`Estou praticando cidadania¿, diz estudante de 17 anos

Estudantes, médicos, enfermeiros, psicólogos, donas de casa: voluntários não param de chegar aos abrigos de Teresópolis

Flávia Salme, enviada especial a Teresópolis |

“Precisei brigar com a minha mãe para estar aqui. Não aguentava mais ficar em casa vendo tanta tragédia na TV sem fazer nada”. A frase é da estudante Michele Anjo, de 16 anos, uma rebelde com causa que resolveu arregaçar as mangas e ajudar os desabrigados de Teresópolis, onde mora.

Munida de lápis de cor, papel e massa para modelar, Michele convocou o maior número de crianças que conseguiu carregar para uma tarefa nobre no meio de tanta tristeza que abala os moradores de Teresópolis: brincar. “Eu não sei fazer nada especificamente, mas cuido dos meus irmãos pequenos. Acho que sei brincar com crianças, então, vim fazer isso para ajudar”, contou.

Agachada próximo à grade do ginásio Pedro Jahara, o Pedrão, a estudante do 6º ano de medicina Ana Oliva da Fonseca Lacerda Soares, de 21 anos, media a pressão arterial de uma senhora desabrigada, que inspira cuidados médicos. “É a primeira vez que sou voluntária dentro da minha profissão. Médico gosta de salvar vidas, né?”, diz, com um sorriso discreto.

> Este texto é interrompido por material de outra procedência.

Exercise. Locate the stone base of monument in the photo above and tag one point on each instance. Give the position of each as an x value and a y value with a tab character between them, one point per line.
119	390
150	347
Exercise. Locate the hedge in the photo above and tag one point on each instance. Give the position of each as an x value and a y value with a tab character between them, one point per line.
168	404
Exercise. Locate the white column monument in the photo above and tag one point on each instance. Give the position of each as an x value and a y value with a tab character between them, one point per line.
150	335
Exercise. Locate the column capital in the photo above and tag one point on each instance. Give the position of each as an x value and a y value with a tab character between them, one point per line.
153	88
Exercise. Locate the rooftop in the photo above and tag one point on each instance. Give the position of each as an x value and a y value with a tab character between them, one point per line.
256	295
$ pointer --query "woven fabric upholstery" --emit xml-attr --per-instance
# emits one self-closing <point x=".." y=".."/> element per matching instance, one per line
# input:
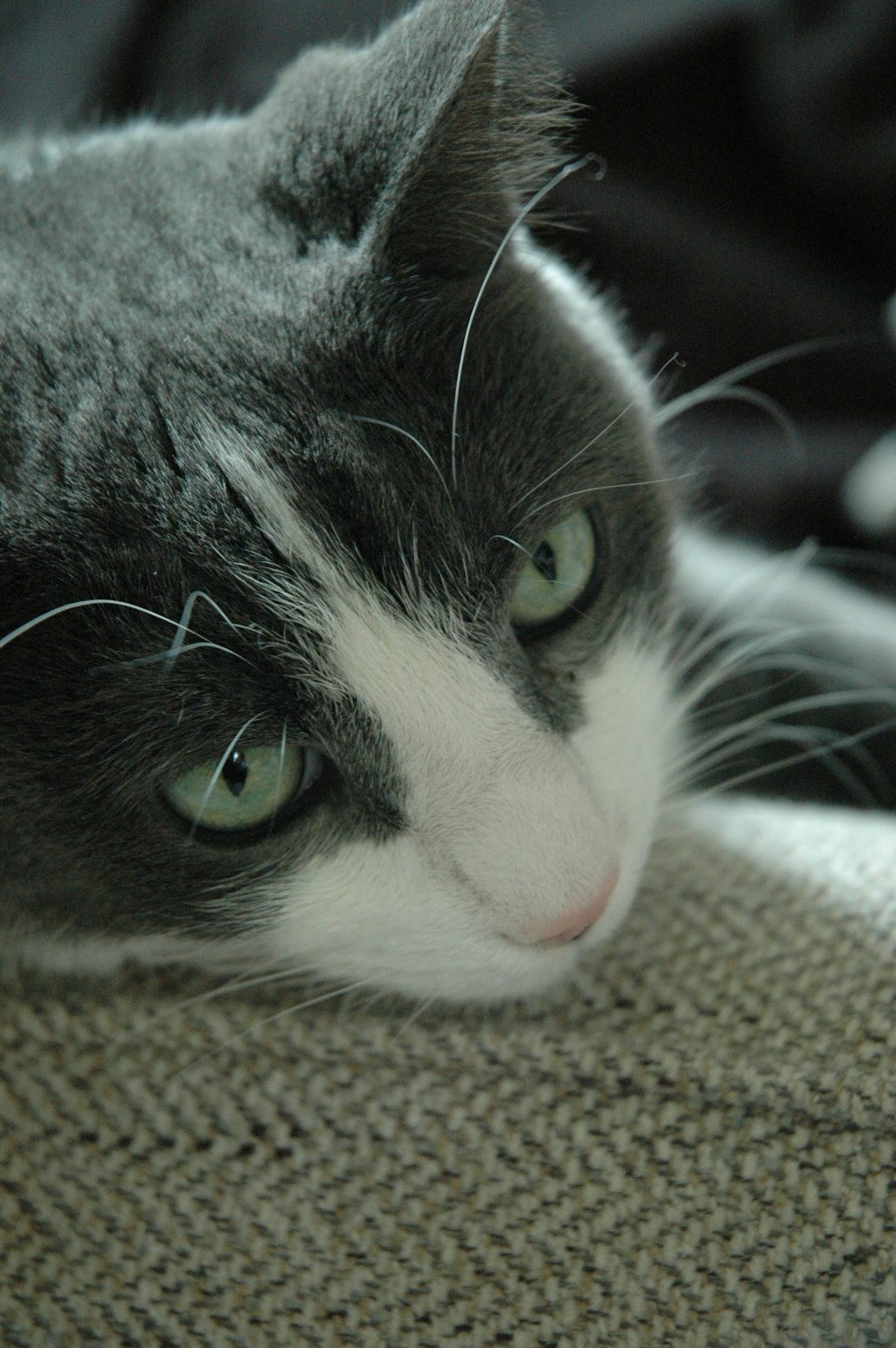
<point x="692" y="1145"/>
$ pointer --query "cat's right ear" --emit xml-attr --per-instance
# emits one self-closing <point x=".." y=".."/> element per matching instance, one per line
<point x="425" y="143"/>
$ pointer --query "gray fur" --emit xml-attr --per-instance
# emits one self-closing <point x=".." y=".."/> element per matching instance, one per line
<point x="282" y="282"/>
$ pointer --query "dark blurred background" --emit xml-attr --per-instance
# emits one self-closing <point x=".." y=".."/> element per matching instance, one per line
<point x="749" y="198"/>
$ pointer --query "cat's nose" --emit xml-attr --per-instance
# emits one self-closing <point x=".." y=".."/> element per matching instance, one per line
<point x="574" y="920"/>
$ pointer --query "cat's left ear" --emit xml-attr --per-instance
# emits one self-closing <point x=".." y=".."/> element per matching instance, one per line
<point x="425" y="143"/>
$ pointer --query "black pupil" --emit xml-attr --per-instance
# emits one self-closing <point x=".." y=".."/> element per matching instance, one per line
<point x="546" y="561"/>
<point x="235" y="772"/>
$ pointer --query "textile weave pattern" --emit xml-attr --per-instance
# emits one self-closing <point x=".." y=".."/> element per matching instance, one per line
<point x="694" y="1144"/>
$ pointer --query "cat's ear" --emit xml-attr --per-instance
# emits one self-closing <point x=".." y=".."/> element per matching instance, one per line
<point x="426" y="142"/>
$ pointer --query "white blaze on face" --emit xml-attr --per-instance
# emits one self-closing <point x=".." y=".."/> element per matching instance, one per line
<point x="510" y="826"/>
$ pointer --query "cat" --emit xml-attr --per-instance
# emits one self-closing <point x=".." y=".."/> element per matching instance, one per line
<point x="341" y="578"/>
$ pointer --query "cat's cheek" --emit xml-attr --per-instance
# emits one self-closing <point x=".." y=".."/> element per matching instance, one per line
<point x="377" y="912"/>
<point x="627" y="746"/>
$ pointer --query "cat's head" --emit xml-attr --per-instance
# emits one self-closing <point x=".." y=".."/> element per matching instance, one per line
<point x="341" y="627"/>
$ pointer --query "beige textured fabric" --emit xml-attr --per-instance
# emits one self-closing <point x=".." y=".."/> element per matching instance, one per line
<point x="693" y="1145"/>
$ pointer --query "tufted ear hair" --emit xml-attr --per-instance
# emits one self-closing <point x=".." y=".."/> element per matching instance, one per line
<point x="426" y="142"/>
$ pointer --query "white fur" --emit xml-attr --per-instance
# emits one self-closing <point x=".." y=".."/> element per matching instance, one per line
<point x="508" y="824"/>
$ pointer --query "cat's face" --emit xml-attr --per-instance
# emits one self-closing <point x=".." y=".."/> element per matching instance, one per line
<point x="356" y="668"/>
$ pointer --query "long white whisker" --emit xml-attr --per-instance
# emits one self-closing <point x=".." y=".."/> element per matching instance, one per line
<point x="847" y="741"/>
<point x="83" y="603"/>
<point x="735" y="393"/>
<point x="591" y="441"/>
<point x="399" y="430"/>
<point x="217" y="774"/>
<point x="548" y="186"/>
<point x="166" y="655"/>
<point x="794" y="350"/>
<point x="278" y="1015"/>
<point x="605" y="487"/>
<point x="186" y="614"/>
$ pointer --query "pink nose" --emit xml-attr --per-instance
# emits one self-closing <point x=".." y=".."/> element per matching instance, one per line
<point x="573" y="922"/>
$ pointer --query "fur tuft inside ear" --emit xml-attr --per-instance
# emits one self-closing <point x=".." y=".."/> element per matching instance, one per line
<point x="426" y="142"/>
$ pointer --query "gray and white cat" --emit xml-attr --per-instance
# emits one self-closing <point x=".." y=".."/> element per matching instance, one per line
<point x="339" y="569"/>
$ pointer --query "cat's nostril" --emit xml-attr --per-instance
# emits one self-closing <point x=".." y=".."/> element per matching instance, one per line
<point x="574" y="920"/>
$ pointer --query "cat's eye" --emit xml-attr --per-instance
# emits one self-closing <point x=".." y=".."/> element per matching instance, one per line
<point x="244" y="791"/>
<point x="558" y="575"/>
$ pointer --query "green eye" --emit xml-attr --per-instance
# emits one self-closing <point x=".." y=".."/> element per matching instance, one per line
<point x="244" y="789"/>
<point x="558" y="573"/>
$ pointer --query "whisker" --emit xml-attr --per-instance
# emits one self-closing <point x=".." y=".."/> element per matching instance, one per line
<point x="735" y="393"/>
<point x="591" y="441"/>
<point x="418" y="1011"/>
<point x="845" y="741"/>
<point x="186" y="614"/>
<point x="166" y="655"/>
<point x="214" y="777"/>
<point x="271" y="1019"/>
<point x="607" y="487"/>
<point x="399" y="430"/>
<point x="83" y="603"/>
<point x="810" y="347"/>
<point x="548" y="186"/>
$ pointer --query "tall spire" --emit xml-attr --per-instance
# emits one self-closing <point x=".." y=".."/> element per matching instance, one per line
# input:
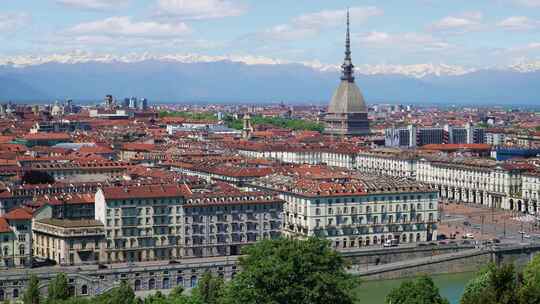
<point x="347" y="67"/>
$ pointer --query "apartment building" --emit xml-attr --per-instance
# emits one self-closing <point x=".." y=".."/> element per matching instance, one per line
<point x="355" y="211"/>
<point x="477" y="181"/>
<point x="69" y="242"/>
<point x="167" y="222"/>
<point x="16" y="238"/>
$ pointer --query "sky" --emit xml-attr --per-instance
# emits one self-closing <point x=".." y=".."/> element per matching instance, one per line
<point x="468" y="33"/>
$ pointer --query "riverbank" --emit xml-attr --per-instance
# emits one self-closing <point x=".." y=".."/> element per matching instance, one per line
<point x="451" y="287"/>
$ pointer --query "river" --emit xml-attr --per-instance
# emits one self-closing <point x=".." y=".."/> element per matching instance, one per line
<point x="450" y="286"/>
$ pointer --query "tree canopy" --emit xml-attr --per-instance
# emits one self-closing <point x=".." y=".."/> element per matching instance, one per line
<point x="272" y="271"/>
<point x="31" y="293"/>
<point x="291" y="271"/>
<point x="420" y="290"/>
<point x="58" y="289"/>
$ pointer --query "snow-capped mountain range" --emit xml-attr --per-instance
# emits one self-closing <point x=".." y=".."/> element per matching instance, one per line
<point x="412" y="70"/>
<point x="196" y="78"/>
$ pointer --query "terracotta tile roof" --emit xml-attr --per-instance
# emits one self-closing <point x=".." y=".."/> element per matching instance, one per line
<point x="4" y="225"/>
<point x="139" y="147"/>
<point x="47" y="136"/>
<point x="451" y="147"/>
<point x="147" y="191"/>
<point x="20" y="213"/>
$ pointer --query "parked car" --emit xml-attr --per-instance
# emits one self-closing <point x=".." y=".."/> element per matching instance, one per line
<point x="391" y="243"/>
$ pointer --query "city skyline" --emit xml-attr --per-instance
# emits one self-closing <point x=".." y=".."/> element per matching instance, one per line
<point x="467" y="35"/>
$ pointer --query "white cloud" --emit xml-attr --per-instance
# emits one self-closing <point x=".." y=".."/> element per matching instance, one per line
<point x="199" y="9"/>
<point x="463" y="23"/>
<point x="310" y="25"/>
<point x="405" y="41"/>
<point x="518" y="23"/>
<point x="125" y="27"/>
<point x="93" y="4"/>
<point x="528" y="3"/>
<point x="11" y="22"/>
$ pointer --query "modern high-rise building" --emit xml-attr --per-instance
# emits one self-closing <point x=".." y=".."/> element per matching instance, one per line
<point x="413" y="136"/>
<point x="347" y="114"/>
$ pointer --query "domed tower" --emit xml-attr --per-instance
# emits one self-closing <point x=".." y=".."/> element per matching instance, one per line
<point x="347" y="113"/>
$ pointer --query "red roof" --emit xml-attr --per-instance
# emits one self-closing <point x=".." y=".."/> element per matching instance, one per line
<point x="148" y="191"/>
<point x="4" y="225"/>
<point x="19" y="214"/>
<point x="450" y="147"/>
<point x="138" y="147"/>
<point x="47" y="136"/>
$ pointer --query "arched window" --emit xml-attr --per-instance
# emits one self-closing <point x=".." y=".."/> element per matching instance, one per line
<point x="166" y="284"/>
<point x="180" y="281"/>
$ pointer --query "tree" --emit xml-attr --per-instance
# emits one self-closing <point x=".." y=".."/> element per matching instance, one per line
<point x="122" y="294"/>
<point x="293" y="272"/>
<point x="31" y="293"/>
<point x="210" y="289"/>
<point x="421" y="290"/>
<point x="58" y="289"/>
<point x="495" y="285"/>
<point x="474" y="290"/>
<point x="37" y="177"/>
<point x="530" y="290"/>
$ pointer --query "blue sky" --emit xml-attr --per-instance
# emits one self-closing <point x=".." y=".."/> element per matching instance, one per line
<point x="470" y="33"/>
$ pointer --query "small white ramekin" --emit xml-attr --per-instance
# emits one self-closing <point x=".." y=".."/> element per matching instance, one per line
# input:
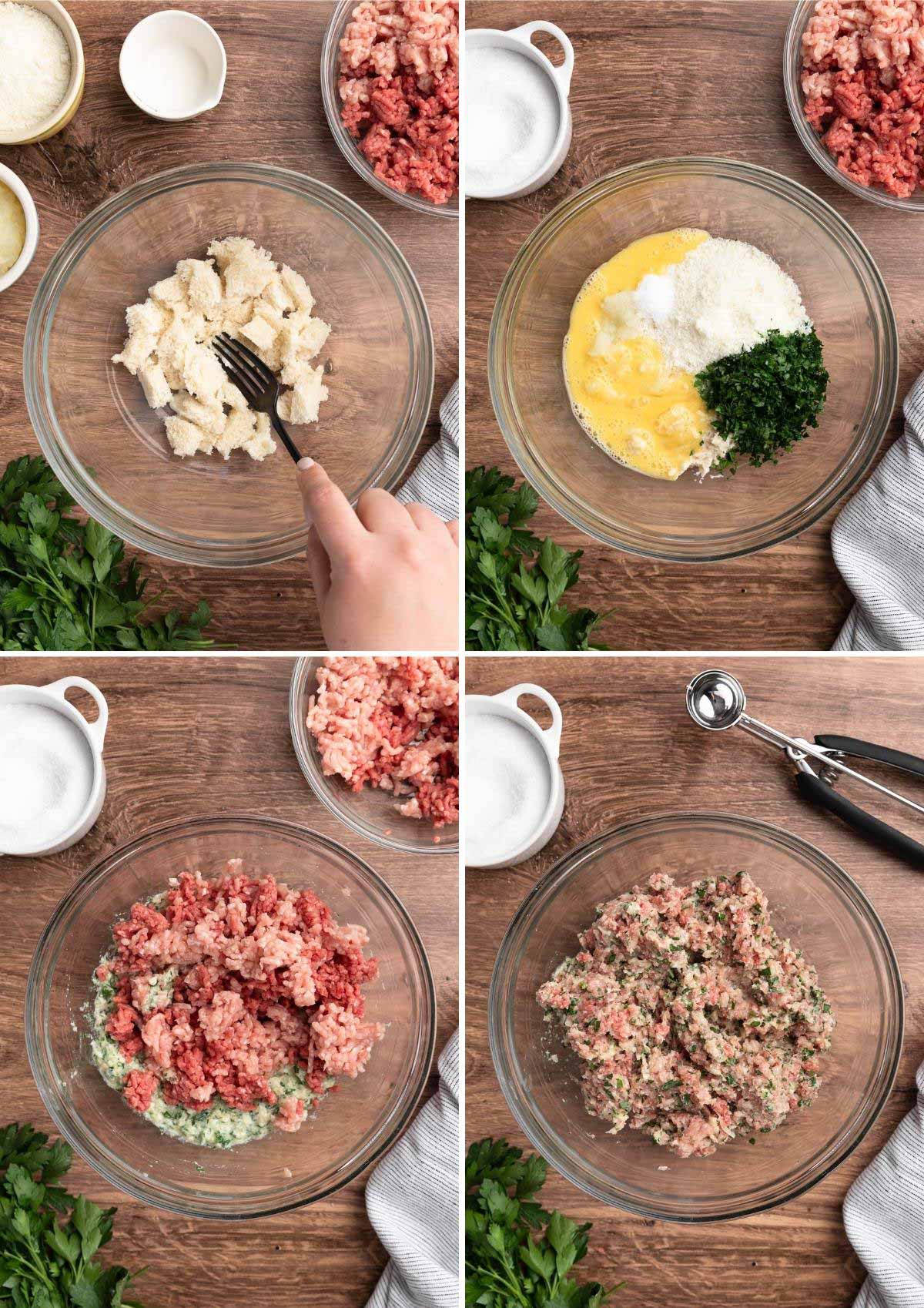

Do lado de fora do ginásio, outro jovem ajudava como podia. “Estou praticando cidadania. Quero que todos que estão aqui fiquem bem”, respondeu o estudante Mário Felipe Macedo, 17, enquanto ajudava a carregar caminhões com mantimentos para as vítimas.

Os amigos de Mário também resolveram ajudar. “Eu sabia que ele estava aqui e liguei para saber se precisavam de ajuda. O Mário falou ‘corre para cá’. Vim o mais rápido que pude. Se fosse comigo, gostaria que fizessem o mesmo”, falou.

De médicos a caseiros

A psicóloga Marivalda Gusmão Pontes de Abreu também achou que devia fazer a sua parte. “Nessa hora, o mais difícil é aceitar a perda. E sem isso não tem superação. Tento oferecer um mínimo de conforto às famílias”, explicou.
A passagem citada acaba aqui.